Wednesday, 13 December 2017

Council ‘doesn’t want deal’ over planning row

THE owner of a garden centre at the centre of a planning dispute says the business is still at risk

THE owner of a garden centre at the centre of a planning dispute says the business is still at risk of closure despite assurances from council chiefs.

Rob Scott claims that he is being “put through hoops” by Wokingham Borough Council over alleged planning breaches at Hare Hatch Sheeplands.

In 2012 the council served him with an enforcement notice for unauthorised expansion, saying he was using green belt land to display and sell conservatories and greenhouses and had extended the café and children’s play area.

Mr Scott said that if the enforcement action went ahead he would have to close the business with the loss of up to 100 jobs.

Two weeks ago, the Henley Standard reported that the council didn’t want the the garden centre to close because it played an “important role” in the community.



In a statement, the authority said it was “committed to finding a solution through negotiation with the owner”.

However, Mr Scott says that any solutions he has put forward have been rejected.

He said: “Wokingham Borough Council claims that it is committed to finding a solution to the planning dispute.

“Their dealings with us do not appear to reflect a genuine desire to reach such an agreement. At times it seems as if they are forcing us into a position where we will have no choice but to close down.
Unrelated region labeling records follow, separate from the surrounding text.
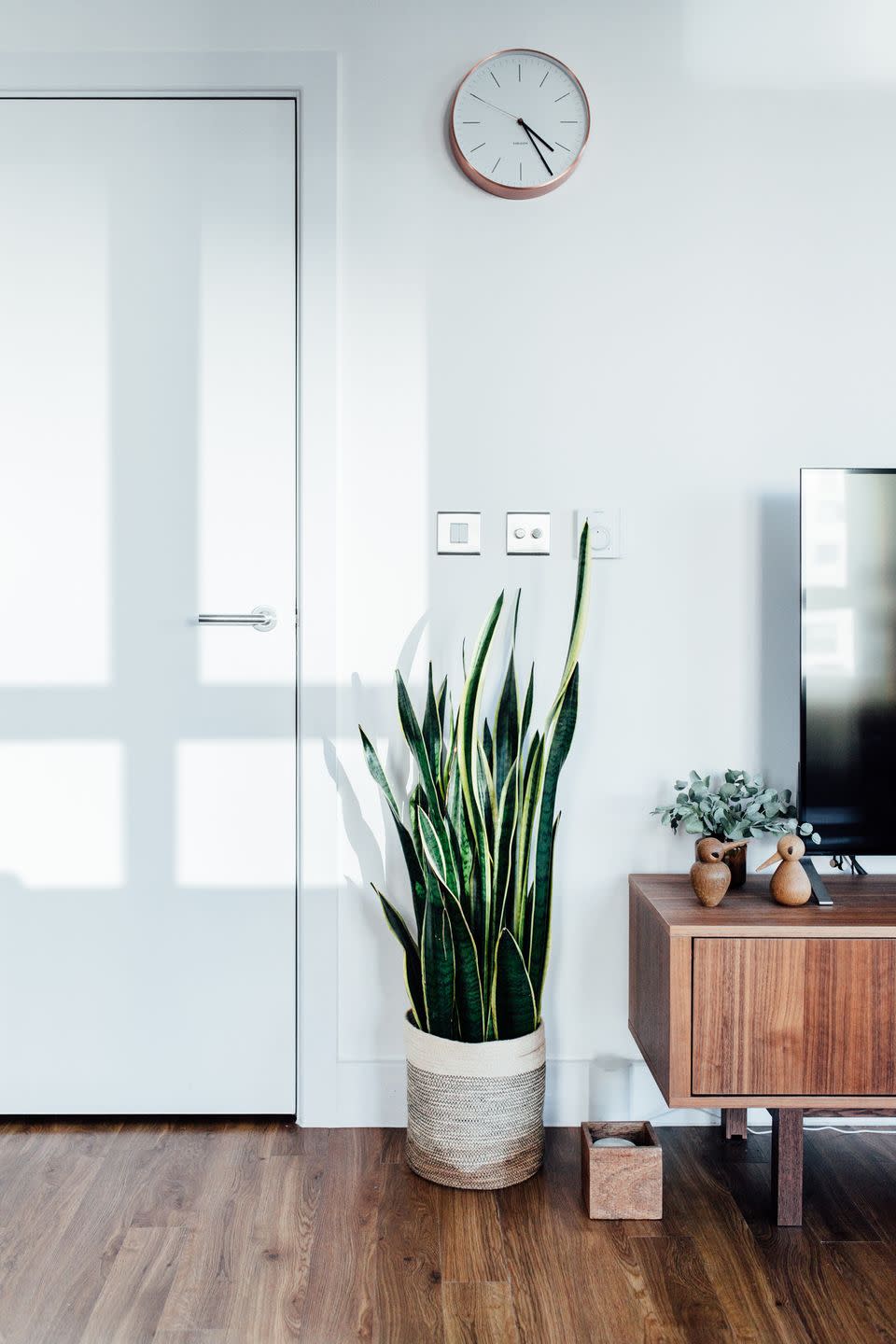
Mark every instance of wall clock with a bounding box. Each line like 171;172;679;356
449;49;591;201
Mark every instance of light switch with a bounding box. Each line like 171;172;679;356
508;513;551;555
435;513;483;555
575;505;622;560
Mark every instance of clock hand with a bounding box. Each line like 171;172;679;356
516;117;553;153
470;92;519;121
520;119;553;177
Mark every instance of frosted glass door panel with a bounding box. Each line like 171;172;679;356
0;98;297;1114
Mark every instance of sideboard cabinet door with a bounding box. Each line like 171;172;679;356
692;937;896;1097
“We feel that we have been put through hoops by the council and are surprised and upset by its apparent inability to take the decision that will protect the future of this business without harming the green belt.”

The council first accused Mr Scott of 15 planning breaches in October 2012 after he submitted a planning application for a £2 million renovation of the centre, off London Road.

A hearing due to take place in October 2013 was postponed after the council withdrew the enforcement notice but it then issued a new one due to what it called “further unauthorised development”.

Mr Scott withdrew an appeal against the enforcement notice in April and submitted retrospective planning applications for the unauthorised buildings in July.

Last month, the council asked for further information on how the centre uses its land before deciding what action it should take on the planning breaches.

Mr Scott said: “We entered into negotiation with the borough council in early 2008 and at all times I have provided information in a timely fashion. In April last year we put forward a solution to the dispute which would have protected their planning position and allowed us to continue as a viable business.

“Since then we have been informed by the council that they have been too busy with major public inquiries to deal with our proposal and it was only on December 23 that we received a request for further information.

“The council has a formal application before it which it has so far failed to determine and it has clearly failed to address the application in an expeditious manner.”

Councillor John Kaiser, executive member for planning and highways, said: “The onus is on the owner to establish what is lawful and the council has worked with him to do this.

“Unfortunately, the information submitted so far is not adequate and, rather than refuse the current application, the council has provided more time for him to submit further information.

“If the council was forced to making a decision, as suggested by Mr Scott, this would result in the current application being refused and the enforcement notice having to be complied with.

“The council is giving the owner one last opportunity.”